Ever feel like everything you are trying to do would be so much easier if it weren’t for all the constraints? Ever think maybe that’s a good thing? I didn’t think so. We tend to think of constraints as the problem. And let’s face it, there is a level of constraint that basically translates into “game over”. But under normal circumstances managing constraints is not getting in the way of doing your job, it is your job. I have heard this expressed by different people in different ways:
“That’s why they call it work.”
“If it was easy no one would be paying you to do it.”
“Find something no one wants to do and do it better than anyone else.”
“Engineering is doing for a dime what any fool can do for a dollar.”

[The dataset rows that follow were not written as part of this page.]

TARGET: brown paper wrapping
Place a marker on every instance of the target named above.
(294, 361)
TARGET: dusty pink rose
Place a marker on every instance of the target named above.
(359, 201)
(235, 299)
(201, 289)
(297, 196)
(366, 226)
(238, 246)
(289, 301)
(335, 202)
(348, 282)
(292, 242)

The last one is my favorite because it captures several important ideas. Consider some productive activity – the kind of thing people are willing to pay for. If demand is high and supply is abundant it will be a commodity activity whose price will balance at some fairly stable point. Any new entrant to the marketplace will know what the activity is worth. With a new or emerging innovation price discovery will be inefficient (and the activity will likely be very profitable) – “summertime and the livin’ is easy”. But competition will arise quickly, and it will be relatively easy for people to add incremental value quickly. Things will change quickly right up to the point where adding incremental value is just short of impossible. New attempts will meet with frequent failure. Good enough is never good enough because someone else is willing to put in the work and has the talent to get just a little better. And so, we progress right to the point where we exist on a knife edge of failure. There need to be enough successes to be able to stay in the game, and there will be enough failures that you are only barely in the game. That latter condition is guaranteed because if we aren’t swinging for the fences someone else will be, and the value of what you are doing will decline. All the while, we have to keep doing all of the things that we learned along the way correctly. It can feel quite breathless. But it is your ability to do all those things and the knowledge that they need to be done, that makes you the right person for the job. Given how constrained our work is due to healthy considerations, it is even more important we don’t saddle ourselves with foolish constraints…, but that’s a different topic.